La phénylcétonurie est une maladie autosomique parce que :
Cochez la bonne réponse.
elle est déclenchée par un allèle dominant.
elle est déterminée par un gène portée par un autosome.
les filles sont les seules atteintes par la maladie.
La phénylcétonurie se manifeste aussi bien chez les garçons que les filles. C'est une maladie autosomique car elle est déterminée par un gène porté par un autosome. L'allèle morbide de la phénylcétonurie est récessif.

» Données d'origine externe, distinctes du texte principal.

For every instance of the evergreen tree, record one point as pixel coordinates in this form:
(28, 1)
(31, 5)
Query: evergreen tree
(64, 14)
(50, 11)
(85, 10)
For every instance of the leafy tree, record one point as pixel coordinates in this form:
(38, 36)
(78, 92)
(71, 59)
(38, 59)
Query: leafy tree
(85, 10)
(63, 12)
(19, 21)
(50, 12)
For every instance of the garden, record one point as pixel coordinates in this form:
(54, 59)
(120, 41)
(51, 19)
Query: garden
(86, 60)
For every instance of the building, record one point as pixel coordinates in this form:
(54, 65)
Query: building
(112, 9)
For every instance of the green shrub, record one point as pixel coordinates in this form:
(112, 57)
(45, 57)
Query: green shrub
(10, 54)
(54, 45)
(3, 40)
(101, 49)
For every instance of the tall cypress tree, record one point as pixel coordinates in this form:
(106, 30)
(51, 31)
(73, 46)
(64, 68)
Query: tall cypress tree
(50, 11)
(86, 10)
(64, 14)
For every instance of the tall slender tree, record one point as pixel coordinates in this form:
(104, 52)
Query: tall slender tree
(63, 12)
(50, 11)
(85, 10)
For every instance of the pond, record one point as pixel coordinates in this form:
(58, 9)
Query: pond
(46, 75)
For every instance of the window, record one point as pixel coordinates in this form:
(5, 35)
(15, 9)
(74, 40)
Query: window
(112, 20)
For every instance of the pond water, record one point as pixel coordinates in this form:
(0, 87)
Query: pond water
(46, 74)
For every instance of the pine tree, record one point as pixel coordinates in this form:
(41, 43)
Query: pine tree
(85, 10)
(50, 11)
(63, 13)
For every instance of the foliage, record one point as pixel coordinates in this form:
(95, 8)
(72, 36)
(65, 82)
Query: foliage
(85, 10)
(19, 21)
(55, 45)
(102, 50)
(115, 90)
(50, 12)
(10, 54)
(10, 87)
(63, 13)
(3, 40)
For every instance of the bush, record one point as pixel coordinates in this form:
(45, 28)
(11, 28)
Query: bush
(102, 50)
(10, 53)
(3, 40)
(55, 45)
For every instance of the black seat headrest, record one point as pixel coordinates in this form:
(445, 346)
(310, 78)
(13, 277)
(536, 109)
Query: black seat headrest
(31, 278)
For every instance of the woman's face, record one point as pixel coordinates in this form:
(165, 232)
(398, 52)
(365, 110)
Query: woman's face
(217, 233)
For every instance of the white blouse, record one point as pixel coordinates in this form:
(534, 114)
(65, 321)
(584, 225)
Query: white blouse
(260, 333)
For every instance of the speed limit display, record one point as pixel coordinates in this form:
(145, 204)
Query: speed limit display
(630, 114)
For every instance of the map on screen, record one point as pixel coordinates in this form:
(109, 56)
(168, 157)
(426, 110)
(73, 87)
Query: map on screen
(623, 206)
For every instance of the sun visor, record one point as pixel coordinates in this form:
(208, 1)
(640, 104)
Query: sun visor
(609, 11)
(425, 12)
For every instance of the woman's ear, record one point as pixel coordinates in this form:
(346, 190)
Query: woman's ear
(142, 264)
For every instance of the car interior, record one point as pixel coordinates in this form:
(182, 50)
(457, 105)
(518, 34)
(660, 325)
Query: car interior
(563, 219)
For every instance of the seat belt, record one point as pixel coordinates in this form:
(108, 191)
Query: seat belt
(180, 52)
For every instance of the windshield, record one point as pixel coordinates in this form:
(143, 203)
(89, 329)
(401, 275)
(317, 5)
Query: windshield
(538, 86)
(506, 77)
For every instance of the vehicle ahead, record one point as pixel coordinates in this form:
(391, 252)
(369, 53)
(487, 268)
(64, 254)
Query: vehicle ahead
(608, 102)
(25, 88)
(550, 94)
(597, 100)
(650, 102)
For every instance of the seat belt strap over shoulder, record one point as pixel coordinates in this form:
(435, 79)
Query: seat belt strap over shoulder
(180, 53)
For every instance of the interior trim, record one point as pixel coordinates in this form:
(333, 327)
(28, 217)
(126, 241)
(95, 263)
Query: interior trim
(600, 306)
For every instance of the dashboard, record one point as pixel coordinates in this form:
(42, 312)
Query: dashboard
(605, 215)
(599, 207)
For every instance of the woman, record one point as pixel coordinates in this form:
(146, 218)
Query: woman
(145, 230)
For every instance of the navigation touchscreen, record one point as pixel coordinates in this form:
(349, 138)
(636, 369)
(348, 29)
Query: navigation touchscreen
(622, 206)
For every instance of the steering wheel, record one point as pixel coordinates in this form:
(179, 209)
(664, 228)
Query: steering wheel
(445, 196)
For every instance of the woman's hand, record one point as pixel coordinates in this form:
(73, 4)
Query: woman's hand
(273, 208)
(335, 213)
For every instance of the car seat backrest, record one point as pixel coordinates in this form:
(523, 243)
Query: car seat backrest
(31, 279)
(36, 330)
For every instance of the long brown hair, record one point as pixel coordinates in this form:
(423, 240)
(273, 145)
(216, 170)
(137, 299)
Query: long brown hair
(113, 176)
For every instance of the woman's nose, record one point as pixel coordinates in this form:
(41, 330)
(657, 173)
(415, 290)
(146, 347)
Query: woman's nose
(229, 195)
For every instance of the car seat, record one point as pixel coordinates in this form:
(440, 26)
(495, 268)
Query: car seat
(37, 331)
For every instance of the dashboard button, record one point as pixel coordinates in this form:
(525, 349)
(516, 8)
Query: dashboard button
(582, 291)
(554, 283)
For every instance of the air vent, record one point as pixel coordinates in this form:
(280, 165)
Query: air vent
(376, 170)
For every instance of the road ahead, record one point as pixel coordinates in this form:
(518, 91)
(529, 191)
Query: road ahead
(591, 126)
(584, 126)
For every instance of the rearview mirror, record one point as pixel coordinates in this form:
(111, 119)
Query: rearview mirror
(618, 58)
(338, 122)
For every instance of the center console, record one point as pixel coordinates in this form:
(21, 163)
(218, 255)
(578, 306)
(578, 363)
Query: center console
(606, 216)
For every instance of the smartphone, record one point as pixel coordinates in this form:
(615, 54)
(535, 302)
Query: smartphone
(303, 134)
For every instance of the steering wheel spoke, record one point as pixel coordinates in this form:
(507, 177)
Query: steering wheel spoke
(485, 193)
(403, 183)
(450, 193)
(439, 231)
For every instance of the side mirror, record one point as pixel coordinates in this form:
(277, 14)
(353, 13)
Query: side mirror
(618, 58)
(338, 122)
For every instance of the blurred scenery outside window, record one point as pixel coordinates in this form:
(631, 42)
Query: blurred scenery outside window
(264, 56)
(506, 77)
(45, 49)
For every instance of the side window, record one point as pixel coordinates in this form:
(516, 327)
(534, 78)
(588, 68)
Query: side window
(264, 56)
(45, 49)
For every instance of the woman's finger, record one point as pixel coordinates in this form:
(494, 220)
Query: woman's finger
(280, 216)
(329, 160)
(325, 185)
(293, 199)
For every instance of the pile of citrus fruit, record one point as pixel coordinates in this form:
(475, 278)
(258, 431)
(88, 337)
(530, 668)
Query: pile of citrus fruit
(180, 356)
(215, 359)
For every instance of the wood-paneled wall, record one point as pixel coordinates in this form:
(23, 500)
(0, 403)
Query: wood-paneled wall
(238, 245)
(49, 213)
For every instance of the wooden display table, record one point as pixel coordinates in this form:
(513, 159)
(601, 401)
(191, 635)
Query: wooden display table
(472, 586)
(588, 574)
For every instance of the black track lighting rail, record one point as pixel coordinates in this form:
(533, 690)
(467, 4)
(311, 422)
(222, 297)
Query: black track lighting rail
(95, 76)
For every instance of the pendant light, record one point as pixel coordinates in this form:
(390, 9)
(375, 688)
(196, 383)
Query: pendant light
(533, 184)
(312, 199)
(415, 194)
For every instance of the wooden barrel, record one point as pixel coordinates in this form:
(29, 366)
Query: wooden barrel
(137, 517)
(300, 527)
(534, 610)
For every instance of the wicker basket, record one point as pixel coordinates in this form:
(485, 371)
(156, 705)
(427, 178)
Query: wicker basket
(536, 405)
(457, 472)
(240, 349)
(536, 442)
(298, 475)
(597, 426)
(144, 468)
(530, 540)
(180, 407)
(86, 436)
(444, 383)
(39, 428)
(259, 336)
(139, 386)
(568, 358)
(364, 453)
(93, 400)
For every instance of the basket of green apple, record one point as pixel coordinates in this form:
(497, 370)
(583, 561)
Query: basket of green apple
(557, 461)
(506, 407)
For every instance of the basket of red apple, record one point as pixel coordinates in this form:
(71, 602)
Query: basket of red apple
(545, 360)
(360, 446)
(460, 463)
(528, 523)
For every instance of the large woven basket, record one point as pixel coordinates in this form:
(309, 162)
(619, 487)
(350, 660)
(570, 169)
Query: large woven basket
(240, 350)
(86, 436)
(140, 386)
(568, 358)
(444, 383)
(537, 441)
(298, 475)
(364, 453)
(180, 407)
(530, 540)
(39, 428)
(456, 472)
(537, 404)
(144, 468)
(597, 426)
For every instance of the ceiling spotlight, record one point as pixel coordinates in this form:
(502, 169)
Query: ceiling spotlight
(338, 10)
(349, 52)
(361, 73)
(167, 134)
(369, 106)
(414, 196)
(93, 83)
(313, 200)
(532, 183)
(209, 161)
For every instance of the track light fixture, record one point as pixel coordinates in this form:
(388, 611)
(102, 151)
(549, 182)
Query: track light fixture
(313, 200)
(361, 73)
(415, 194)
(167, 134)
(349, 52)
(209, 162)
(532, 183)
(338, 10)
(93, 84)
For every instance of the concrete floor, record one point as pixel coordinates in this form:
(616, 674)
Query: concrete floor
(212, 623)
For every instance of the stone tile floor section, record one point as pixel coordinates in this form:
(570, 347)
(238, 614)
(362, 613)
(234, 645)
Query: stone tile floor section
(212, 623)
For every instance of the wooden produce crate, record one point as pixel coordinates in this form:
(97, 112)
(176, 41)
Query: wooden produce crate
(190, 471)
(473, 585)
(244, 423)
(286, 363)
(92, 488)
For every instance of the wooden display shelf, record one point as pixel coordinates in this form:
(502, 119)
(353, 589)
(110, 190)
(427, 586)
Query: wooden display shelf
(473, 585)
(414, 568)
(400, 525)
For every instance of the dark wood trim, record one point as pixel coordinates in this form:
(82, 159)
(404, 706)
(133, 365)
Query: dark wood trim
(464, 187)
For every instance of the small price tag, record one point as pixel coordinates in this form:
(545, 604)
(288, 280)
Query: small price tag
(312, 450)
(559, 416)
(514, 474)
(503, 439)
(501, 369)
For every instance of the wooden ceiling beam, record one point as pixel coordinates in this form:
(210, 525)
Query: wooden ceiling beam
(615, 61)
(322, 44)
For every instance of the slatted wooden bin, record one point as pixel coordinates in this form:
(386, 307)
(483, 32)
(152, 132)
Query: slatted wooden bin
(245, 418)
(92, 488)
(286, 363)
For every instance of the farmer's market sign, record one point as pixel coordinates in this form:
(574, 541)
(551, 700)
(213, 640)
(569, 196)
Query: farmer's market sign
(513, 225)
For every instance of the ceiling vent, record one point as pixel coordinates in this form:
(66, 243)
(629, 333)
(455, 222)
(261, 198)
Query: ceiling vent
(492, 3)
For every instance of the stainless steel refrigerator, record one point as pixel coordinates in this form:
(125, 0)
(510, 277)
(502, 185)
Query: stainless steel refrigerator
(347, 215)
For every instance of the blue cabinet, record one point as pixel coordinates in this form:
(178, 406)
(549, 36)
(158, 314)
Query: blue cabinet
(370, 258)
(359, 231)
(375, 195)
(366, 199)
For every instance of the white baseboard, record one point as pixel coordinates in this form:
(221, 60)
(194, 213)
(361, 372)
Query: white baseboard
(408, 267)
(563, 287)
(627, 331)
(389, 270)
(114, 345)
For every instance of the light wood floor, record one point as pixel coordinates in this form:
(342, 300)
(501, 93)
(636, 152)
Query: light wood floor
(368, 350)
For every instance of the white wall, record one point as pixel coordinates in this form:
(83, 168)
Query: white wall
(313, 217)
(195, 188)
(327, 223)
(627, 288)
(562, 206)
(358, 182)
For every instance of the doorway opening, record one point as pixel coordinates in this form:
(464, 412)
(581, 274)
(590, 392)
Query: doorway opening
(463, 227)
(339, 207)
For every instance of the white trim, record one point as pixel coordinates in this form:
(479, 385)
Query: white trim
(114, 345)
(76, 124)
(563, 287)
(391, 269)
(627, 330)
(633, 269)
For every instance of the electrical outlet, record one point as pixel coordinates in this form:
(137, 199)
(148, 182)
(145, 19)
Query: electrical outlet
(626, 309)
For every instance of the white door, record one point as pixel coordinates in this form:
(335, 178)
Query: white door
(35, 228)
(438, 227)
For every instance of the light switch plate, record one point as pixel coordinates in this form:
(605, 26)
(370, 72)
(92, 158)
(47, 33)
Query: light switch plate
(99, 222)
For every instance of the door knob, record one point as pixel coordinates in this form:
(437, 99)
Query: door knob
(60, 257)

Une maladie dont le gène concerné est situé sur le chromosome X :
Cochez la bonne réponse.
ne touche que les filles.
ne touche que les garçons.
touche surtout les garçons.
Les individus des deux sexes sont pourvus de chromosomes X, mais comme les maladies concernées sont en général récessives, les femmes malades doivent avoir reçu l'allèle morbide de leurs deux parents, ce qui est possible mais rare. En revanche, les hommes doivent recevoir seulement un allèle morbide de leur mère (leur père leur transmet le chromosome Y), ce qui est beaucoup plus fréquent. Les maladies portées par X touchent donc surtout les garçons.
Quelle est la probabilité pour une maladie autosomique récessive, de donner naissance à un enfant malade, lorsqu'un des deux parents est porteur sain, l'autre sain ?
Cochez la bonne réponse.
0 %
25 %
50 %
Pour qu'une maladie récessive apparaisse dans la descendance directe, il faut que les deux parents aient transmis l'allèle morbide à leur enfant. Ici, un des deux parents ne possède pas d'allèle morbide, 50 % des enfants seront sains, 50 % porteurs sains, mais aucun ne sera malade.
Dans le cas d'une maladie récessive portée par X, quand le père est malade et la mère porteur sain de l'allèle morbide, quelle est la probabilité d'avoir une fille malade ?
Cochez la bonne réponse.
0 %
25 %
50 %
Le père va transmettre le chromosome X porteur de l'allèle morbide à toutes ses filles, et la mère va transmettre le chromosome X porteur de l'allèle morbide à 50 % de ses filles, qui seront malades.